United College of Engineering & Research, Allahabad

 

To understand how search engines work, let's get a brief idea of the technologies employed for the purpose:

1. Information Retrieval

It relates to querying of unstructured textual data. Information is organised into documents, documents into unstructured data. To make it clear, each HTML page is considered to be a document. Documents have associated with them a set of keywords, and then a search is made to locate relevant documents based on user input, for example: the basis of keywords which is also called Keyword-based Information Retrieval. This type of information retrieval can be used for retrieving textual, audio and video data.

2. PageRank Technology

Even though the pages have fewer links to them, but if the links they have are much higher valued, then those pages receive a higher PageRank and are more likely to appear at the top of the search results, having greater importance and relevance. This technology is also referred to as Popularity or Prestige Ranking.

High PageRank does NOT guarantee a high search ranking for any particular term. If it did, then PR10 sites like Adobe would always show up for any search you do. They don't.

However, there are many sites such as home page servers in Universities and Web portals, that host a large number of mostly unrelated pages. For such sites, the popularity of one part of the site does not imply popularity of another part of the site. So, an alternative requires transfer of prestige(importance value) from popular pages to pages that they link to!

Google interprets a link from page A to page B as a vote. Votes cast by pages that are themselves "important" weigh more heavily and help to make other pages important. A hyperlink to a page counts as a vote of support. No links to a web page means no support for that page.

PageRank theory holds that even an imaginary surfer who is randomly clicking on links will eventually stop clicking. The probability, on any step, that he will continue is a damping factor'd' which is generally assumed to be set around 0.85 .

An algorithm has been defined to calculate the relative relevance of a web page that is going to fulfill a user's query:

PR(A)= ((1-d)/N) + d((PR(B)/L(B)) + (PR(C)/L(C)) + ......)

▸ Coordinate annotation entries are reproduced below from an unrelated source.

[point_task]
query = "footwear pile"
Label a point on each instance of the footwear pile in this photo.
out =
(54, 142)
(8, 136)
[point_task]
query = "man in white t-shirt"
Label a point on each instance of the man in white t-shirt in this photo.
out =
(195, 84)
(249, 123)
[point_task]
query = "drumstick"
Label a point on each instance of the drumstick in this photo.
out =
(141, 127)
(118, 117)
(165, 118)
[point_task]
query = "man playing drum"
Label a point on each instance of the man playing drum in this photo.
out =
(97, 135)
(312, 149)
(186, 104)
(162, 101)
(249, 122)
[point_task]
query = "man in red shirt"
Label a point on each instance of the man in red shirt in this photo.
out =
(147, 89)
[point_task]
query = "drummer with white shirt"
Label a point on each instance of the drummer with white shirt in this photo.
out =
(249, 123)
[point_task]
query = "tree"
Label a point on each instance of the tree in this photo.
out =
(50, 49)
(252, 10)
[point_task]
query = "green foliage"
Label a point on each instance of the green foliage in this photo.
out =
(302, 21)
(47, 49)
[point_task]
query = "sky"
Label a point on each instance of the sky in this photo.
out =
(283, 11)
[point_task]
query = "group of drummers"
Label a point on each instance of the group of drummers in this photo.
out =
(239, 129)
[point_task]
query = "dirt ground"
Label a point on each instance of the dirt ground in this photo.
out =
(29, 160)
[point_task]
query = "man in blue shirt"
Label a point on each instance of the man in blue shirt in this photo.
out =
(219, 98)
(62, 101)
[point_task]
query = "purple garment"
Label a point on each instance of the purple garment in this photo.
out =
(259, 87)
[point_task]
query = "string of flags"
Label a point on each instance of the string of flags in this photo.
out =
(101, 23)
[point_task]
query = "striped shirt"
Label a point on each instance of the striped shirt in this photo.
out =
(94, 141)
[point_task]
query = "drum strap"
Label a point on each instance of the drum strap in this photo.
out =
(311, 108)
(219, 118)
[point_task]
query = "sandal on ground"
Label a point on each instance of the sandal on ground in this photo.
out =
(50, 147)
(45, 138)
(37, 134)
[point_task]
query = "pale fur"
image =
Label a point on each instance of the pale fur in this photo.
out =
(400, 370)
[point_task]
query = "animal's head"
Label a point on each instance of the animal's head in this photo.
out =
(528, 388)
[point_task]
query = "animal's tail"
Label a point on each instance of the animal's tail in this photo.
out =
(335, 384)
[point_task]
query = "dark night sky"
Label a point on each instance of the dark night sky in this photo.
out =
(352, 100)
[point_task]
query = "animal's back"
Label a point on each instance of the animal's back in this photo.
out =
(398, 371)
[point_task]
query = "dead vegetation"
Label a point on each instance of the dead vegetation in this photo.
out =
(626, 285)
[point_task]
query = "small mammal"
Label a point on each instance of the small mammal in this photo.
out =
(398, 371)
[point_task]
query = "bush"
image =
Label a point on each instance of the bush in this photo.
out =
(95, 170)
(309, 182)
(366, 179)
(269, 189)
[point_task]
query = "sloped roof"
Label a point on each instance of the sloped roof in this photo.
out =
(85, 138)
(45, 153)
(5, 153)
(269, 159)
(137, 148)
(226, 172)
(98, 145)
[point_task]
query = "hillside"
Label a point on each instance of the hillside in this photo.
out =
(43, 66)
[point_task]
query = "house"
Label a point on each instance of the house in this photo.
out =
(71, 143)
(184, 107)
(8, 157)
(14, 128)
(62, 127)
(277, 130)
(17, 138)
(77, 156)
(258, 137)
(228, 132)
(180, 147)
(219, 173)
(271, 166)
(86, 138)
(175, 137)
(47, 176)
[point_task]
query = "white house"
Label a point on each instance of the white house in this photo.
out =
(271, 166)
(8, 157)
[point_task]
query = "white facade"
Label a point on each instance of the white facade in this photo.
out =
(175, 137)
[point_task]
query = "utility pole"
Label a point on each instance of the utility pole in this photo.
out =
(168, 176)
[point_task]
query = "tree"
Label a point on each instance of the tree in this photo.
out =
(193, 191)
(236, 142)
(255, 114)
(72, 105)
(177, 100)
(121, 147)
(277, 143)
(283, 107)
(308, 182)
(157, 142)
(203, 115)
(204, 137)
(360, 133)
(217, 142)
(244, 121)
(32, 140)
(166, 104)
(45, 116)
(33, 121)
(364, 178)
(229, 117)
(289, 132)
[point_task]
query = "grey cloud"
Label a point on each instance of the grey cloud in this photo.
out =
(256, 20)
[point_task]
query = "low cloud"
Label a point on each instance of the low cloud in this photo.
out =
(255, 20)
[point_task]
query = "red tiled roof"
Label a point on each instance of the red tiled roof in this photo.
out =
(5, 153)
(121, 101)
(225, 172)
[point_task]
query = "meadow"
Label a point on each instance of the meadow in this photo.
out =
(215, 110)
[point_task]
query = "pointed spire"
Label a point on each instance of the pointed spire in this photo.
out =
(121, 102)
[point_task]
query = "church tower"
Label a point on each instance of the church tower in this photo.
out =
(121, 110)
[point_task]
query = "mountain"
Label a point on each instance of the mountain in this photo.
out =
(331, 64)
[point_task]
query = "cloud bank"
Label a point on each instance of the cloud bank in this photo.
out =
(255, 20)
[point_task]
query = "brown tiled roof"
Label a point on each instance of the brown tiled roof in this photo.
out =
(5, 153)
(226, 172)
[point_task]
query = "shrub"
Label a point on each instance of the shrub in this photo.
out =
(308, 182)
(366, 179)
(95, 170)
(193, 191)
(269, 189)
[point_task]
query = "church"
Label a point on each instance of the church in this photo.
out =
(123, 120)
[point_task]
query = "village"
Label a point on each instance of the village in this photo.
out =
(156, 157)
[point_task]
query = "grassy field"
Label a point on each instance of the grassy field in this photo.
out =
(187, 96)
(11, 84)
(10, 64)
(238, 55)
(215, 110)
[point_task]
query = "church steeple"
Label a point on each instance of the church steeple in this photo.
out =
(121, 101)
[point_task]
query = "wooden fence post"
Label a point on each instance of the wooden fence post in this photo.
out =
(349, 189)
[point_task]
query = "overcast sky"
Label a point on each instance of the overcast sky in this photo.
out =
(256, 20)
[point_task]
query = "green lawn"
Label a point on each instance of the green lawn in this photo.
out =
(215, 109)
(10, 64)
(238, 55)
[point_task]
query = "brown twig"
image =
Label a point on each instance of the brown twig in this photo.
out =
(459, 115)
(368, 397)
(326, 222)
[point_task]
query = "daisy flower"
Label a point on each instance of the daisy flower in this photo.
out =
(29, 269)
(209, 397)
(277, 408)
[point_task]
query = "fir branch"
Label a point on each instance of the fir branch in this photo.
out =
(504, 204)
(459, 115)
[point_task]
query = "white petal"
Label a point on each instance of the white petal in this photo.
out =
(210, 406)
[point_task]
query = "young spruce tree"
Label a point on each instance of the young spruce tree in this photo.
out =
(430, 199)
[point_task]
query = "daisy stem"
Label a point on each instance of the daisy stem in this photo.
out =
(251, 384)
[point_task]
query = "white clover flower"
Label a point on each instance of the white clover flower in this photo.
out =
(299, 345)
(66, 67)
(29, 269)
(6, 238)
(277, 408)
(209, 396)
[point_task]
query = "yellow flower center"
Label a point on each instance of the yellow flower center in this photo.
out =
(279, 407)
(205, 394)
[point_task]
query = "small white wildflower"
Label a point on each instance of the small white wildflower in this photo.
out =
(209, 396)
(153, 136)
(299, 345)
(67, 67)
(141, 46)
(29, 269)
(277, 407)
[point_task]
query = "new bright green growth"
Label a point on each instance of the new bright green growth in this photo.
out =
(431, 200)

where d is the damping factor, N is the number of documents in collection and L(X) is the number of links from page X.

Uses of PageRanking

  1. In PageRank terms, academic departments link to each other by hiring their faculty from each other.
  2. A Web Crawler may use PageRank to determine which URL to visit next during a crawl of the Web.
  3. PageRank may also be used as a methodology to measure the apparent impact of a community like the Blogosphere on the overall Web itself.

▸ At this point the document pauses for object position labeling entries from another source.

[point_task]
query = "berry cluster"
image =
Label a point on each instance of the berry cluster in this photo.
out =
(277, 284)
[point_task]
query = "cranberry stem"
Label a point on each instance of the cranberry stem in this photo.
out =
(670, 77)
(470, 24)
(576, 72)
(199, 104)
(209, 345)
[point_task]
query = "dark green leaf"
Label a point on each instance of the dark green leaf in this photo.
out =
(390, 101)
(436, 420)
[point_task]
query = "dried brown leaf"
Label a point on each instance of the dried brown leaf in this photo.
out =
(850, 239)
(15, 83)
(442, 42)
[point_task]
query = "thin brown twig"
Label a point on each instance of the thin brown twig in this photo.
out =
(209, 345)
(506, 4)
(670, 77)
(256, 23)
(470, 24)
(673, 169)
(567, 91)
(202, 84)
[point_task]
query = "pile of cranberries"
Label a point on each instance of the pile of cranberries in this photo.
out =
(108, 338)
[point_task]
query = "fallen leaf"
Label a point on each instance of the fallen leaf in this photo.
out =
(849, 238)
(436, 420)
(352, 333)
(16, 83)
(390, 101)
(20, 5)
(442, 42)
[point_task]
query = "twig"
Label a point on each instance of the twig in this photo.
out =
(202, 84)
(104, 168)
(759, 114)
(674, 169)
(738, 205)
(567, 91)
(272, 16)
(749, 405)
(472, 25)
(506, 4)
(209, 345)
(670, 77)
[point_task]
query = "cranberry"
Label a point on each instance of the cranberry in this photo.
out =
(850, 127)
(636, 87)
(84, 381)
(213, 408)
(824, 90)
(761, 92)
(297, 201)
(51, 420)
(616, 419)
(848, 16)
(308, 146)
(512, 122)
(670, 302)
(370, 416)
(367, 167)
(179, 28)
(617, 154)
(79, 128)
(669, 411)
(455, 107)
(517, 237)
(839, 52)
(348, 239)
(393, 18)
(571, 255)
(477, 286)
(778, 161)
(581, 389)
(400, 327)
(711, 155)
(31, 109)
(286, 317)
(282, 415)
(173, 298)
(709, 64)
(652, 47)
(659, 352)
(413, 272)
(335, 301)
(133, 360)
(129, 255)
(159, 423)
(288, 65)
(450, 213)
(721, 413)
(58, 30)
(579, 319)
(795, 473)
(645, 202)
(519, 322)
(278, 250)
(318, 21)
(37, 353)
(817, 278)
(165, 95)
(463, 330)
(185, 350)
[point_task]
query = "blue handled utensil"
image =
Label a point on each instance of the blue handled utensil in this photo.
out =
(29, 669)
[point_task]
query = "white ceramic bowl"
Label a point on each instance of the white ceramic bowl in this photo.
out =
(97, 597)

3. Hypertext-matching analysis

The technology analyzes the full content of the specific page along with the neighbouring web pages to ensure that the results returned are the most relevant to the user's query.

So, the inference drawn from the aforementioned revolves around 3 major aspects:

  • Best locally relevant results are served globally: It is ensured that no user query is left behind.
  • Keeping it simple: For a wide variety of user queries, there has to be a response in multiple languages. Even then, the system has to be made simple and understandable.
  • No manual intervention: No editing being done manually. The final ordering of the results must be decided by the algorithms alone.